On https://github.com/jakobrunge/tigramite.git he provides Tigramite, a time series analysis python module for causal inference. For more details, see: www.climateinformaticslab.com
June 16: ISSI-STAMPS Joint Seminar - Ann Lee (Department of Statistics and Data Science, Carnegie Mellon University)
Title: Likelihood-Free Frequentist Inference: Confidence Sets with Correct Conditional Coverage
[Lee Talk Recording] [Lee Talk Slides]
Abstract: Many areas of science make extensive use of computer simulators that implicitly encode likelihood functions of complex systems. Classical statistical methods are poorly suited for these so-called likelihood-free inference (LFI) settings, outside the asymptotic and low-dimensional regimes. Although new machine learning methods, such as normalizing flows, have revolutionized the sample efficiency and capacity of LFI methods, it remains an open question whether they produce confidence sets with correct conditional coverage. In this talk, I will describe our group’s recent and ongoing research on developing scalable and modular procedures for (i) constructing Neyman confidence sets with finite-sample guarantees of nominal coverage, and for (ii) computing diagnostics that estimate conditional coverage over the entire parameter space. We refer to our framework as likelihood-free frequentist inference (LF2I).

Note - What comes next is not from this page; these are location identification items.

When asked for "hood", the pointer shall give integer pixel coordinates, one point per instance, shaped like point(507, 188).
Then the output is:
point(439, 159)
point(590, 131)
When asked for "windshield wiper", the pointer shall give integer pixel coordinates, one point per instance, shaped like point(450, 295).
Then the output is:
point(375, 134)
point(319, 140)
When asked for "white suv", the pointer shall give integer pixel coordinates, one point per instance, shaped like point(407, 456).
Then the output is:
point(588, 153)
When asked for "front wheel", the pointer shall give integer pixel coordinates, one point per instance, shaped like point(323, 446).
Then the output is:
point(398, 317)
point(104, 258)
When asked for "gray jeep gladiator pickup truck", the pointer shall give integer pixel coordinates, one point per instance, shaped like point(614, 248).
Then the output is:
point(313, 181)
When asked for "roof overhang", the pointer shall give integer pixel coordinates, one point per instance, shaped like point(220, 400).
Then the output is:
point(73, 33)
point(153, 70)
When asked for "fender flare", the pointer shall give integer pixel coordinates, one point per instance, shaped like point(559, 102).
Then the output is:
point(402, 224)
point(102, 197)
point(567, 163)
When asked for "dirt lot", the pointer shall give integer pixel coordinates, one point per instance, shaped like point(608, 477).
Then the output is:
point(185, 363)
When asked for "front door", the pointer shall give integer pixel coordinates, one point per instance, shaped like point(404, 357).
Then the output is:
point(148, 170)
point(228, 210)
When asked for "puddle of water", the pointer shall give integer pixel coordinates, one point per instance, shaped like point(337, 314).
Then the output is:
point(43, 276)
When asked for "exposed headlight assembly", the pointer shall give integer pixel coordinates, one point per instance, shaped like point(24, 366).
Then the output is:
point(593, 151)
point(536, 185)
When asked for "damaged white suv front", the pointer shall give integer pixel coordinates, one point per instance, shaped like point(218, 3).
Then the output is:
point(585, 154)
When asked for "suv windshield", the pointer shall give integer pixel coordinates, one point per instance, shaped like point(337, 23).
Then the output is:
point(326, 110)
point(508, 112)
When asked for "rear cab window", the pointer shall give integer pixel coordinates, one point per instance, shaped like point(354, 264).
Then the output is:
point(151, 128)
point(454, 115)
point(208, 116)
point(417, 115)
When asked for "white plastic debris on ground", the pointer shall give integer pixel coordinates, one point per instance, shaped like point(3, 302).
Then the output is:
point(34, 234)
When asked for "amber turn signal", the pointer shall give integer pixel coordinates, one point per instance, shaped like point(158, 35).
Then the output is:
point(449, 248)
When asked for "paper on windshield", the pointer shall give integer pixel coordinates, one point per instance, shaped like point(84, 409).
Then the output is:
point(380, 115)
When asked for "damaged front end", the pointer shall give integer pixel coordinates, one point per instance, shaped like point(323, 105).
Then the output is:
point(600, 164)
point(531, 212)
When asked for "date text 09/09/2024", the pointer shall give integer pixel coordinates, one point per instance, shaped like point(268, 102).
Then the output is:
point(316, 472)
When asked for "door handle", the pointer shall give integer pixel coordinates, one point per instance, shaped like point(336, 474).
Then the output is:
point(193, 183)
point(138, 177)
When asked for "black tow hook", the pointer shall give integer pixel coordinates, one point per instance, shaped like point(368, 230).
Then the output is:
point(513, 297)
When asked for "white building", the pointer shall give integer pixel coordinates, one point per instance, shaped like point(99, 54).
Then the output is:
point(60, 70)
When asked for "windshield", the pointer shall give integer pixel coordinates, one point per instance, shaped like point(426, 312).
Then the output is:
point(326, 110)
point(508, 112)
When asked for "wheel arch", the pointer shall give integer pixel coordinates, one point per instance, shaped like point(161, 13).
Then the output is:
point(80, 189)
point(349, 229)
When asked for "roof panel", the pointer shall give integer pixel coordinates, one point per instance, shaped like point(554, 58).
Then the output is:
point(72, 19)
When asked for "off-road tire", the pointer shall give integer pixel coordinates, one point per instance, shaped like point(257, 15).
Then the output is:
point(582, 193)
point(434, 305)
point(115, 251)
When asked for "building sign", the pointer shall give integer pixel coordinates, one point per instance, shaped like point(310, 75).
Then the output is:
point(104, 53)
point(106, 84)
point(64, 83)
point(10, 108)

Any method that defines a test statistic, like the likelihood ratio, can be adapted to LF2I to create valid confidence sets and diagnostics, without costly Monte Carlo samples at fixed parameter settings. In my talk, I will discuss where we stand with LF2I and challenges that still remain. (Part of these efforts are joint with Niccolo Dalmasso, Rafael Izbicki, Luca Masserano, Tommaso Dorigo, Mikael Kuusela, and David Zhao. The original LF2I framework is described in https://arxiv.org/abs/2107.03920 with a recent version in https://arxiv.org/abs/2205.15680)
Bio: Ann Lee is a a professor in the Department of Statistics & Data Science at Carnegie Mellon University (CMU), with a joint appointment in the Machine Learning Department. Dr. Lee's interests are in developing statistical methodology for complex data and problems in the physical and environmental sciences. She co-directs the Statistical Methods for the Physical Sciences (STAMPS) research group at CMU, and is senior personnel in the NSF AI Planning Institute for Data-Driven Discovery in Physics at CMU.
Prior to joining CMU in 2005, Dr. Lee was the J.W. Gibbs Assistant Professor in the Department of Mathematics at Yale University, and before that she served a year as a visiting research associate at the Department of Applied Mathematics at Brown University. She received her Ph.D. degree in Physics at Brown University, and her BSc/MS degree in Engineering Physics at Chalmers University of Technology in Sweden.